Mondiali beach soccer: Italia in finale! Russia battuta 8-7 ai supplementari – La Gazzetta dello Sport


Sotto una pioggia torrenziale, la selezione di Emiliano Del Duca porta a casa una vittoria epica: ora è a 36 minuti dal titolo iridato, undici anni dopo la sconfitta in Francia contro il Brasile

Gabriele Gori lo aveva detto prima di partire per il Paraguay: “Questa generazione è arrivata al suo massimo splendore, o vinciamo il Mondiale adesso o mai più”. E adesso, per fare una cosa che non è mai riuscita prima, l’Italia del Beach Soccer di Emiliano Del Duca avrà soltanto la finale (in diretta su Sky Sport Uno, Sky Sport Collection e su RaiSport domani alle 22). Battuta 8-7 ai supplementari la Russia in una partita agonica, piena di rimonte e condizionata da una pioggia torrenziale. Di sicuro, però, è già un successo: dopo due quarti posti consecutivi l’Italia cancella la medaglia di legno ed è soltanto a 36 minuti effettivi da un’impresa ancor più grande dell’Europeo vinto lo scorso anno ad Alghero. L’unica altra finale della nostra storia fu giocata (e persa) nel 2008 in Francia contro il Brasile: finì 5-3 per loro.

CHE AVVIO!—  

Al Los Pynandi di Asunciòn c’è il diluvio universale, unito a 34 gradi di temperatura e a un vento fortissimo. Forse anche per questo Del Mestre buca la parata sul calcio di punizione di Novikov, che poco dopo sfiora la doppietta, ma non prima di una grande parata di Chuzhkov sulla rovesciata di Palmacci.
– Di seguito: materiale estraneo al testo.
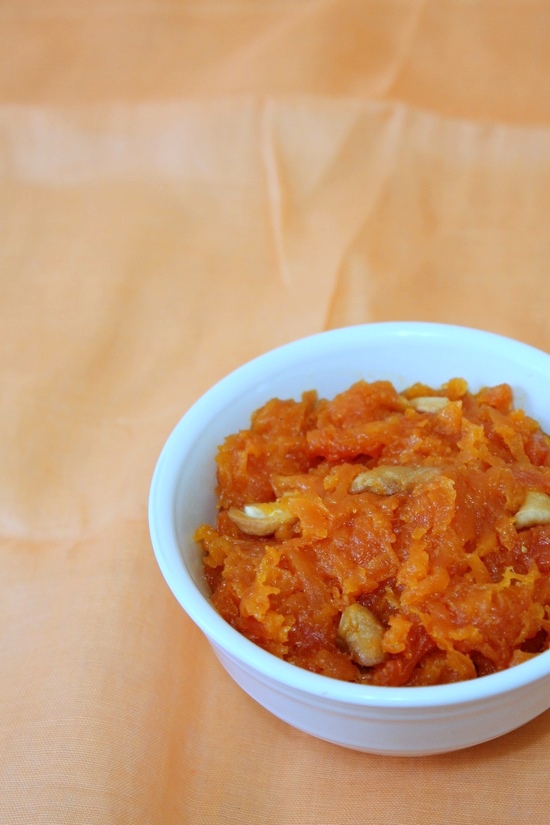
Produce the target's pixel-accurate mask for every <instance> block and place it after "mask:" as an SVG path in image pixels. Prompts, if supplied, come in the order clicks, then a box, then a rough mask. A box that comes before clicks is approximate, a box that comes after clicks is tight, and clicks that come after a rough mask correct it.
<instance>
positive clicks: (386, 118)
mask: <svg viewBox="0 0 550 825" xmlns="http://www.w3.org/2000/svg"><path fill="white" fill-rule="evenodd" d="M549 34H550V6H549V5H548V4H547V3H545V2H537V0H502V2H494V0H484V1H482V0H431V2H429V1H426V2H413V0H411V2H407V0H378V1H377V2H375V1H374V0H347V2H339V1H338V0H324V1H323V2H321V0H316V1H315V2H313V1H312V2H291V0H266V2H263V3H258V2H256V1H255V0H239V1H237V0H234V2H229V0H218V2H214V0H203V2H198V0H197V2H186V1H185V0H179V2H176V0H164V1H163V2H162V1H161V0H159V2H153V0H148V1H147V0H142V2H130V0H101V2H98V3H93V2H92V0H76V2H69V0H43V2H38V0H21V1H20V2H17V1H16V0H3V1H2V2H0V313H1V328H2V335H1V337H0V347H1V357H0V370H1V382H2V393H1V398H2V404H1V407H0V433H1V436H0V452H1V461H0V540H1V564H0V588H1V590H0V594H1V598H0V628H1V630H0V662H1V664H0V667H1V668H2V678H1V680H0V707H1V712H0V822H1V823H6V825H8V824H9V825H11V823H17V825H19V823H21V825H54V823H55V825H57V824H58V823H59V825H65V823H70V824H71V825H74V823H85V824H88V823H89V825H92V824H93V825H96V823H97V825H107V823H137V824H139V825H145V823H147V824H149V823H166V824H167V825H171V823H192V825H210V823H235V824H236V825H237V824H238V825H240V824H241V823H247V825H248V823H262V825H278V824H279V823H284V824H285V825H293V824H294V823H295V824H296V825H298V823H299V824H300V825H355V824H356V823H357V825H359V823H362V824H364V823H373V824H374V823H376V825H386V824H387V825H420V824H421V823H422V825H424V823H436V822H437V823H439V822H445V823H449V825H458V824H459V823H460V825H466V823H471V822H475V823H476V825H489V823H497V822H498V823H500V825H512V823H513V824H514V825H516V824H517V823H532V822H544V821H545V819H546V817H547V810H548V807H549V804H550V792H549V790H548V782H547V775H548V770H549V768H550V761H549V759H550V757H549V756H548V753H549V746H550V714H549V713H546V714H543V715H542V716H541V717H539V718H538V719H536V720H534V721H533V722H531V723H530V724H528V725H526V726H525V727H523V728H521V729H520V730H517V731H515V732H513V733H511V734H509V735H507V736H505V737H502V738H500V739H498V740H496V741H494V742H490V743H487V744H484V745H480V746H478V747H476V748H473V749H469V750H467V751H464V752H460V753H455V754H449V755H444V756H439V757H426V758H419V759H404V758H403V759H401V758H389V757H388V758H385V757H380V756H372V755H368V754H360V753H355V752H352V751H347V750H344V749H340V748H337V747H335V746H332V745H329V744H327V743H324V742H320V741H317V740H315V739H313V738H311V737H308V736H306V735H305V734H302V733H300V732H298V731H296V730H294V729H292V728H290V727H289V726H287V725H285V724H284V723H282V722H280V721H279V720H277V719H275V718H274V717H272V716H271V715H270V714H268V713H267V712H266V711H264V710H263V709H262V708H261V707H259V706H257V705H256V704H255V703H254V702H253V701H252V700H251V699H250V698H249V697H248V696H246V695H245V694H244V693H243V692H242V691H241V690H240V688H238V687H237V686H236V685H235V684H234V683H233V682H232V681H231V679H230V678H229V676H228V675H227V674H226V673H225V671H223V670H222V669H221V666H220V665H219V664H218V662H217V660H216V659H215V658H214V656H213V654H212V652H211V651H210V648H209V647H208V644H207V643H206V642H205V640H204V638H203V637H202V635H201V634H200V632H199V631H198V630H197V629H196V628H195V627H194V625H193V624H192V623H191V621H190V620H189V619H188V618H187V617H186V615H185V614H184V613H183V611H182V610H181V608H179V606H178V605H177V604H176V602H175V600H174V598H173V596H172V595H171V593H170V592H169V590H168V588H167V586H166V584H165V583H164V581H163V579H162V577H161V574H160V572H159V570H158V569H157V566H156V562H155V560H154V557H153V553H152V549H151V545H150V540H149V535H148V527H147V514H146V509H147V495H148V489H149V484H150V479H151V474H152V472H153V468H154V464H155V461H156V459H157V456H158V454H159V452H160V449H161V448H162V445H163V443H164V441H165V439H166V438H167V436H168V434H169V432H170V431H171V429H172V427H173V426H174V425H175V424H176V422H177V421H178V419H179V418H180V417H181V416H182V415H183V413H184V412H185V411H186V409H188V407H189V406H190V405H191V404H192V403H193V402H194V401H195V400H196V399H197V398H198V397H199V396H200V395H201V393H203V392H204V391H205V390H206V389H208V387H209V386H211V385H212V384H213V383H214V382H215V381H216V380H218V379H219V378H221V377H222V376H223V375H225V374H227V373H228V372H229V371H230V370H232V369H234V368H235V367H237V366H239V365H240V364H242V363H243V362H245V361H247V360H249V359H250V358H252V357H254V356H256V355H258V354H260V353H262V352H265V351H266V350H268V349H270V348H272V347H274V346H277V345H279V344H283V343H286V342H288V341H291V340H294V339H295V338H298V337H301V336H303V335H308V334H311V333H315V332H318V331H320V330H324V329H330V328H335V327H341V326H347V325H350V324H357V323H365V322H377V321H388V320H423V321H437V322H445V323H455V324H462V325H467V326H473V327H477V328H482V329H487V330H490V331H494V332H497V333H501V334H504V335H508V336H511V337H514V338H517V339H519V340H522V341H525V342H526V343H529V344H532V345H534V346H536V347H539V348H540V349H543V350H546V351H550V320H549V312H548V308H549V298H550V264H549V261H550V231H549V230H550V221H549V206H550V71H549V70H550V52H549V51H548V49H547V43H548V36H549Z"/></svg>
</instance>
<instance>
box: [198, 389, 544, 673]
mask: <svg viewBox="0 0 550 825" xmlns="http://www.w3.org/2000/svg"><path fill="white" fill-rule="evenodd" d="M216 461H217V481H218V488H217V491H218V496H219V512H218V516H217V523H216V527H215V528H214V527H212V526H209V525H202V526H201V527H200V528H199V529H198V530H197V532H196V534H195V538H196V540H197V541H198V542H200V544H201V545H202V548H203V550H204V568H205V572H206V578H207V581H208V584H209V586H210V588H211V592H212V603H213V605H214V606H215V608H216V609H217V610H218V612H219V613H220V614H221V615H222V616H223V617H224V618H225V619H226V620H227V621H228V622H229V623H230V624H231V625H232V626H233V627H234V628H236V629H237V630H238V631H240V632H241V633H242V634H244V635H245V636H246V637H247V638H249V639H250V640H252V641H253V642H255V643H256V644H258V645H259V646H261V647H262V648H264V649H265V650H268V651H270V652H271V653H273V654H275V655H276V656H279V657H281V658H283V659H285V660H286V661H288V662H291V663H293V664H295V665H298V666H300V667H302V668H305V669H307V670H309V671H314V672H316V673H322V674H324V675H326V676H330V677H334V678H337V679H342V680H345V681H349V682H358V683H368V684H373V685H388V686H404V685H408V686H415V685H433V684H443V683H448V682H456V681H461V680H466V679H473V678H476V677H479V676H484V675H486V674H490V673H493V672H496V671H500V670H503V669H505V668H508V667H510V666H512V665H516V664H519V663H521V662H524V661H525V660H527V659H529V658H530V657H532V656H535V655H537V654H538V653H540V652H542V651H544V650H546V649H548V647H549V646H550V438H549V437H548V436H547V435H546V434H545V433H544V432H543V431H542V430H541V427H540V426H539V424H538V423H537V422H536V421H534V420H533V419H532V418H530V417H529V416H527V415H526V414H525V412H523V411H522V410H520V409H514V407H513V397H512V390H511V388H510V387H509V386H508V385H507V384H501V385H499V386H494V387H489V388H485V389H482V390H481V391H479V392H477V393H475V394H474V393H472V392H470V391H469V388H468V385H467V383H466V381H465V380H464V379H461V378H454V379H452V380H450V381H449V382H448V383H447V384H445V385H443V386H442V387H441V388H440V389H433V388H430V387H428V386H425V385H422V384H415V385H414V386H411V387H409V388H408V389H407V390H405V391H403V392H397V390H396V389H395V388H394V386H393V385H392V384H391V383H389V382H387V381H376V382H373V383H367V382H366V381H360V382H358V383H356V384H354V385H353V386H352V387H350V388H349V389H348V390H347V391H345V392H342V393H341V394H339V395H337V396H336V397H335V398H334V399H333V400H326V399H319V398H318V397H317V394H316V393H315V392H314V391H311V392H305V393H304V394H303V396H302V398H301V400H300V401H295V400H279V399H273V400H271V401H269V402H268V403H267V404H265V406H263V407H262V408H261V409H259V410H257V411H256V412H255V413H254V414H253V416H252V419H251V425H250V429H248V430H244V431H242V432H239V433H236V434H234V435H230V436H229V437H228V438H227V439H226V440H225V442H224V443H223V444H222V445H221V446H220V447H219V450H218V453H217V457H216Z"/></svg>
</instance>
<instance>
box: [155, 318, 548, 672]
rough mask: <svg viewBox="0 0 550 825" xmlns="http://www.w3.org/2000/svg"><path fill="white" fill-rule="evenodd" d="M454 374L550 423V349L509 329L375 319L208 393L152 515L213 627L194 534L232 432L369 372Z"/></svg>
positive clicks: (162, 536) (290, 355) (184, 593)
mask: <svg viewBox="0 0 550 825" xmlns="http://www.w3.org/2000/svg"><path fill="white" fill-rule="evenodd" d="M453 377H463V378H465V379H467V380H468V383H469V385H470V388H471V389H472V390H473V391H476V390H477V389H479V388H480V387H482V386H486V385H490V384H491V385H492V384H498V383H501V382H507V383H509V384H510V385H511V386H512V389H513V391H514V396H515V404H516V406H518V407H522V408H523V409H525V411H526V412H527V413H528V414H529V415H532V416H533V417H534V418H536V419H537V420H539V421H540V423H541V424H542V426H543V428H544V429H545V430H546V431H548V430H550V356H548V355H546V354H545V353H542V352H539V351H538V350H535V349H533V348H531V347H528V346H526V345H524V344H521V343H518V342H514V341H511V340H509V339H506V338H502V337H500V336H496V335H492V334H489V333H484V332H479V331H476V330H468V329H463V328H460V327H448V326H441V325H433V324H415V323H411V324H374V325H366V326H361V327H350V328H346V329H343V330H335V331H331V332H328V333H321V334H319V335H316V336H312V337H310V338H306V339H302V340H300V341H297V342H294V343H292V344H289V345H287V346H284V347H281V348H279V349H277V350H274V351H272V352H269V353H267V354H266V355H263V356H261V357H260V358H257V359H255V360H254V361H251V362H250V363H248V364H246V365H244V366H243V367H241V368H239V369H238V370H236V371H235V372H233V373H231V374H230V375H228V376H227V377H226V378H224V379H222V381H220V382H219V383H218V384H216V385H215V386H214V387H213V388H212V389H211V390H209V391H208V392H207V393H206V394H205V395H204V396H203V397H202V398H201V399H199V401H198V402H197V403H196V404H195V405H194V406H193V407H192V408H191V409H190V410H189V411H188V412H187V413H186V415H185V416H184V417H183V419H182V420H181V421H180V423H179V424H178V425H177V426H176V428H175V430H174V431H173V433H172V435H171V436H170V438H169V439H168V442H167V444H166V446H165V448H164V450H163V453H162V454H161V457H160V459H159V463H158V466H157V470H156V472H155V478H154V480H153V485H152V491H151V499H150V522H151V531H152V537H153V545H154V547H155V552H156V555H157V559H158V562H159V564H160V567H161V570H162V572H163V574H164V576H165V578H166V580H167V582H168V584H169V586H170V587H171V589H172V590H173V592H174V593H175V595H176V597H177V598H178V600H179V601H180V603H181V604H182V605H183V606H184V607H185V609H186V610H187V612H188V613H189V614H190V615H191V618H193V619H194V620H195V621H197V623H199V625H200V626H201V627H202V629H203V630H205V631H206V632H207V635H211V636H212V635H215V633H216V632H218V635H219V630H220V627H221V624H220V622H221V623H222V624H223V625H225V622H223V620H221V619H220V618H219V617H218V616H217V614H215V611H214V610H213V608H210V610H208V609H207V608H206V607H205V599H207V598H208V595H209V592H208V587H207V585H206V582H205V579H204V575H203V570H202V561H201V555H200V551H199V549H198V547H197V545H196V544H195V542H194V541H193V533H194V531H195V529H196V528H197V527H198V526H199V525H200V524H201V523H203V522H209V523H212V522H213V520H214V518H215V512H216V496H215V489H214V488H215V471H216V467H215V460H214V459H215V454H216V449H217V447H218V445H219V444H221V443H222V441H223V440H224V438H225V437H226V436H227V435H229V434H231V433H233V432H236V431H238V430H240V429H243V428H246V427H248V424H249V420H250V415H251V413H252V412H253V411H254V410H256V409H257V408H258V407H260V406H261V405H262V404H264V403H265V402H266V401H268V400H269V399H271V398H273V397H280V398H296V399H298V398H300V396H301V394H302V392H303V391H305V390H309V389H316V390H317V392H318V394H319V396H320V397H322V396H325V397H329V398H330V397H332V396H334V395H335V394H336V393H338V392H340V391H342V390H344V389H346V388H347V387H349V386H350V385H351V384H352V383H353V382H355V381H358V380H360V379H362V378H364V379H365V380H367V381H374V380H377V379H386V380H389V381H391V382H392V383H394V385H395V386H396V387H397V389H404V388H405V387H406V386H408V385H410V384H412V383H414V382H416V381H421V382H424V383H426V384H429V385H431V386H436V387H438V386H440V385H441V384H442V383H443V382H445V381H447V380H448V379H450V378H453ZM194 587H196V588H197V589H198V591H199V592H200V594H202V597H201V596H199V597H198V601H197V596H198V594H197V593H196V591H194ZM226 627H227V629H228V630H231V631H232V629H231V628H229V626H228V625H226ZM209 631H210V633H209ZM232 633H233V634H236V631H232ZM236 635H238V634H236ZM229 637H231V633H230V634H229ZM216 641H217V642H219V641H220V640H219V638H217V640H216ZM243 643H244V645H245V647H246V640H243ZM248 644H251V643H248ZM259 653H260V656H259V659H260V660H261V659H263V658H264V656H263V652H259ZM266 655H268V656H269V654H266ZM543 655H544V654H543ZM548 656H550V654H548ZM548 656H546V657H545V658H546V660H548ZM270 658H273V657H270ZM537 658H540V657H537ZM528 664H531V663H528ZM287 667H288V666H287ZM520 667H523V665H522V666H520ZM546 669H547V672H548V670H550V668H549V667H548V665H546ZM514 670H517V668H515V669H514ZM497 675H498V674H497ZM318 678H321V679H324V677H318Z"/></svg>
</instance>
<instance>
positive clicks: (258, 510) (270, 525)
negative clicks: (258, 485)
mask: <svg viewBox="0 0 550 825" xmlns="http://www.w3.org/2000/svg"><path fill="white" fill-rule="evenodd" d="M227 515H228V516H229V518H230V519H231V521H232V522H233V524H236V525H237V527H238V528H239V530H241V531H242V532H243V533H246V534H247V535H248V536H270V535H271V534H272V533H274V532H275V530H278V528H279V527H282V526H283V525H284V524H290V523H291V522H293V521H297V518H296V516H295V515H293V514H292V513H289V511H288V510H287V509H286V508H285V506H284V504H281V502H280V501H273V502H269V503H267V504H263V503H262V504H245V506H244V507H243V509H242V510H238V509H237V508H236V507H230V508H229V510H228V511H227Z"/></svg>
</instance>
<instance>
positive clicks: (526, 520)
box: [515, 490, 550, 530]
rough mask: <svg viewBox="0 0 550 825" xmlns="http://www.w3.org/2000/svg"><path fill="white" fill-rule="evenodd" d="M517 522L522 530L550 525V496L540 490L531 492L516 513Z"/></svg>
mask: <svg viewBox="0 0 550 825" xmlns="http://www.w3.org/2000/svg"><path fill="white" fill-rule="evenodd" d="M515 522H516V527H517V528H518V529H520V530H521V528H522V527H534V526H535V525H536V524H550V496H549V495H547V494H546V493H541V492H539V491H538V490H529V492H528V493H527V495H526V496H525V501H524V502H523V504H522V506H521V507H520V509H519V510H518V512H517V513H516V518H515Z"/></svg>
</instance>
Gori fa fallo su Shkarin, ma De Mestre è fantastico a mandare sulla traversa una punizione simile a un rigore. Dal possibile 2-0 all’1-1 di Corosiniti, che di testa è infallibile sugli sviluppi di un corner. L’Italia è in fiducia e Ramacciotti recupera palla, scaricando il sinistro del 2-1. Si va così al primo riposo, in una gara “sporca” e velocissima.

REAZIONE—  

I russi spingono all’inizio del secondo tempo: la rovesciata di Shishin che finisce sul fondo di un nulla è il preludio al pari di Makarov, che spacca la porta calciando sul primo palo. Ma la fortuna è dei forti e l’Italia ripassa avanti con un gollonzo: Josep calcia, ma Ramacciotti è furbo e la gira di petto in porta, per il 3-2. Il ritmo si abbassa e il gioco diventa spezzettato, ma al 10’ pareggia Zemskov in mezza rovesciata (e dimenticato dalla difesa avversaria). Si girerebbe su 3-3 se Carpita (appena entrato al posto di Del Mestre per la consueta rotazione dei portieri) non sbagliasse un’uscita, permettendo a Zemskov di segnare sul gong il punto del 4-3 per la Russia.

EPILOGO—  

Dopo 5 tempi a sonnecchiare (3 con la Svizzera e 2 con la Russia), Gori si inventa la rovesciata del 4-4 che apre il terzo tempo. La gioia dura 33’’ e la Russia ripassa con Romanov, ma Gori è “on fire”. Il viareggino segna subito il 5-5, rubando il tempo al portiere con un (insolito) tiro di destro. La pioggia aumenta e il finale diventa epico: Josep Gentilin recupera l’ennesimo pallone e si scatena un flipper, dal quale emerge vincitore Ramacciotti, che mette in porta il 6-5. Nella fase centrale inizia il monologo russo: Chiavaro salva sulla linea su Romanov, Shishin colpisce in pieno il palo. Cominciano i falli e Gori è un maestro a conquistarli, trasformando la punizione del 7-5 che vale il 16° gol di questo Mondiale, il 40° nelle fasi finali in generale e il 292° sigillo con la Nazionale. La Russia rimane uno squadrone e accorcia subito con il piazzato di Romanov, che fa 6-7. L’Italia resiste, ma non fino in fondo: a 80 secondi dalla fine Makarov buca ancora un incerto Del Mestre e pareggia, portando la gara al supplementare (tempo unico da 3 minuti). Dopo soli 36’’ Zurlo viene abbattuto in area da Paporotnyi (espulso) e il catanzarese realizza il rigore dell’8-7. Ristabilita subito la parità numerica, il c.t. russo Likhachev inserisce il portiere di movimento, ma l’Italia è eroica e porta a casa la partita. Ora sì che siamo a un passo dal sogno.